Blog - Enriching Test Coverage Reports for LLMs

LLMs are useful for addressing test coverage gaps, but they need a bit of help. (Illustration generated with the help of ChatGPT.)

The Allure of AI-Powered Test Coverage

Achieving high test coverage can be a slog. Manually writing tests for every nook and cranny is time-consuming and tedious. It often requires ugly and unintuitive boilerplate to create all the necessary mocks, stubs, fakes, and so on.

It is tempting to turn to LLMs to address this problem. They are very good at writing boilerplate and have infinite patience for tedious tasks. The workflow seems straightforward: run tests, generate a coverage report, identify the gaps you care about, feed the report to an LLM, ask it to fill the relevant gaps, review the results, and edit them as needed.

However, this approach hits a snag: LLMs are not great at interpreting standard test coverage reports. These reports typically provide line numbers indicating uncovered code. However, LLMs often misidentify these lines. They will guess a line in the right vicinity and then will often tell you that the line is covered and suggest that the coverage tool is not working properly.

This behavior is not entirely surprising. LLMs can struggle with precise counting tasks (e.g., “How many ‘r’s in ’strawberry’?”). They also sometimes refer to suggested edits from earlier in a conversation that might not match the current state of the file. My experience with Gemini 2.5 via Cursor shows that providing a line number isn’t a reliable way to direct the LLM to the specific code in question.

For instance, in one of my development sessions, a coverage report indicated lines 456-457 of a file were untested. Those lines contained some error handling, but the LLM instead latched onto a nearby pragma: no cover comment and an adjacent blank line and tried to tell me that the coverage tool was misbehaving. I had to correct it repeatedly and eventually feed it the exact code that was uncovered.

Bridging the Gap: A Better Coverage Report

The solution lies in enhancing our coverage reports. The pytest-cov extension for pytest doesn’t offer a built-in way to directly output the content of missing lines to the terminal. It can show line numbers or generate annotated files, but for LLM interaction, we need a more direct approach: a list of the actual code lines that are missing coverage, annotated with their original line numbers to help the LLM (and us) locate them.

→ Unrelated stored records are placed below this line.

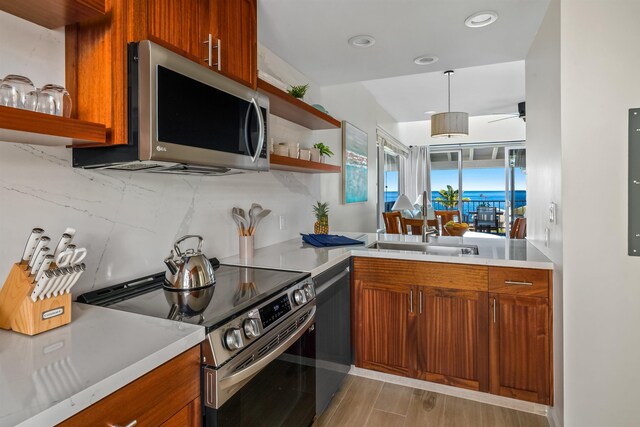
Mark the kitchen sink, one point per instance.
(427, 248)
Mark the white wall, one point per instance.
(544, 168)
(480, 130)
(600, 82)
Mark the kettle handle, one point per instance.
(176, 245)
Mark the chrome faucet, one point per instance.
(426, 231)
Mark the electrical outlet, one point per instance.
(547, 236)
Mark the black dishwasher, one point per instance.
(333, 331)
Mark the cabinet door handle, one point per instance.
(210, 47)
(514, 282)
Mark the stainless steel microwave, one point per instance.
(185, 119)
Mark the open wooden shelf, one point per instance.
(54, 13)
(304, 166)
(18, 125)
(289, 108)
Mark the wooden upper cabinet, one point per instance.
(382, 314)
(451, 337)
(238, 34)
(183, 24)
(520, 347)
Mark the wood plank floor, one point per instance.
(371, 403)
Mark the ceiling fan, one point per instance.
(521, 114)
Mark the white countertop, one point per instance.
(49, 377)
(295, 255)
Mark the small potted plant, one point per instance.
(298, 91)
(321, 211)
(322, 150)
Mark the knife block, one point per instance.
(20, 314)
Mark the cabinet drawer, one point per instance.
(519, 281)
(437, 274)
(151, 399)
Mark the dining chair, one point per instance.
(394, 223)
(486, 219)
(519, 229)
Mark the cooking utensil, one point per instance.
(44, 241)
(48, 259)
(67, 276)
(32, 241)
(41, 284)
(188, 270)
(71, 256)
(243, 223)
(39, 259)
(65, 240)
(78, 270)
(46, 292)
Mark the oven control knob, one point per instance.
(299, 297)
(233, 339)
(308, 290)
(251, 328)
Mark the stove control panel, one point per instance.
(235, 336)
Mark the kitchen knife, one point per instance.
(32, 241)
(44, 241)
(41, 284)
(63, 243)
(79, 269)
(46, 292)
(67, 273)
(48, 259)
(39, 259)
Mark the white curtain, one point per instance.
(416, 174)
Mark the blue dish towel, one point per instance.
(326, 240)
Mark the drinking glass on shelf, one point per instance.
(14, 90)
(61, 99)
(41, 102)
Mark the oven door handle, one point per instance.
(253, 369)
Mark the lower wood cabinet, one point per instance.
(167, 396)
(381, 327)
(520, 342)
(451, 337)
(456, 332)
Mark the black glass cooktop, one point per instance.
(237, 289)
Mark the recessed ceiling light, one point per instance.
(362, 41)
(425, 59)
(481, 19)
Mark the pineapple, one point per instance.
(321, 211)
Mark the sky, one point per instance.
(480, 179)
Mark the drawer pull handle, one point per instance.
(512, 282)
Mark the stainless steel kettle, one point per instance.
(189, 269)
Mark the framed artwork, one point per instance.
(355, 159)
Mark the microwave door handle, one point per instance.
(260, 130)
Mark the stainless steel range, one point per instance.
(258, 360)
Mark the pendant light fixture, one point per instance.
(449, 124)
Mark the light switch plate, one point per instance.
(634, 182)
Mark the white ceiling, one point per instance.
(312, 36)
(483, 90)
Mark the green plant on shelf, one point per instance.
(298, 91)
(324, 149)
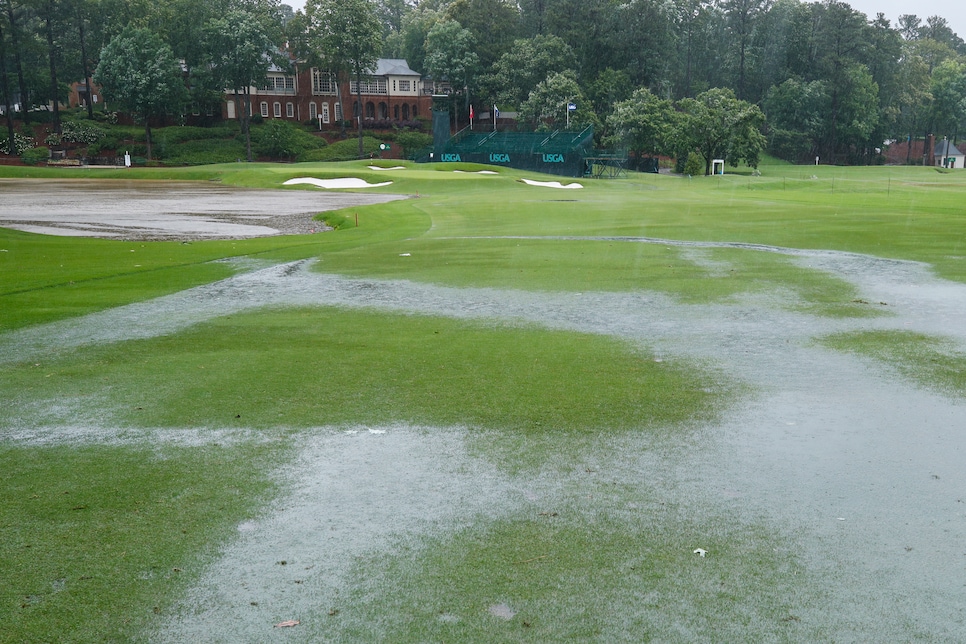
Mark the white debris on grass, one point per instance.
(552, 184)
(336, 184)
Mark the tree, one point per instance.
(140, 73)
(529, 61)
(717, 125)
(495, 24)
(642, 124)
(742, 17)
(5, 88)
(450, 55)
(547, 104)
(348, 35)
(795, 111)
(948, 89)
(238, 49)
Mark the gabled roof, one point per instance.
(393, 67)
(942, 151)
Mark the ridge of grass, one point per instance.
(932, 362)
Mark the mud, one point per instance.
(156, 210)
(859, 471)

Here is a bash script that addresses this problem. It runs pytest with coverage, and if the tests pass, it then processes the coverage data to output the specific lines of code that were not executed, along with their file names and line numbers.

#!/usr/bin/env bash
set -uo pipefail

source .env

#######################################################################################
# 1. Run the tests with coverage and capture exit status
#######################################################################################
uv run pytest \
  --cov=. \
  --cov-report=annotate
test_status=$?

#######################################################################################
# 2. Generate temp coverage files and show missing-line details if tests passed
#######################################################################################
if [ $test_status -eq 0 ] && [ -f .coverage ]; then
  echo -e "\nMissing-line details:"
  grep -R --line-number '^!' --include='*.py,cover' . \
  | awk -F: '{sub(/,cover$/,"",$1); gsub(/^!/,"",$3); print $1 ":" $2 ": " $3}'
fi

#######################################################################################
# 3. Enforce coverage threshold
#######################################################################################
threshold=100
if [ $test_status -eq 0 ]; then
  uv run coverage report --fail-under=$threshold
  cov_status=$?
else
  cov_status=0
fi

#######################################################################################
# 4. Always clean up temp files
#######################################################################################
find . -name '*.py,cover' -delete
rm -f .coverage

#######################################################################################
# 5. Propagate the correct exit code
#######################################################################################
if [ $test_status -ne 0 ]; then
  exit $test_status         # tests failed
fi
exit $cov_status            # 0 if good, 2 if coverage too low

LLMs have a much easier time identifying the correct lines to address based on the output of this script:

Conclusion: A Tool, Not a Panacea

It is important to keep in mind that test coverage is just a heuristic. Even 100% test coverage is not sufficient to guarantee that code is well-tested, nor is it necessary. It might be more trouble than it is worth, even with LLMs, especially for code that is changing rapidly.

That said, checking for coverage gaps can be a useful way to find code that is not as well-tested as it should be. LLMs can make addressing those gaps easier than ever, especially if we use something like the script above to give them the relevant information in a format that they can work with effectively.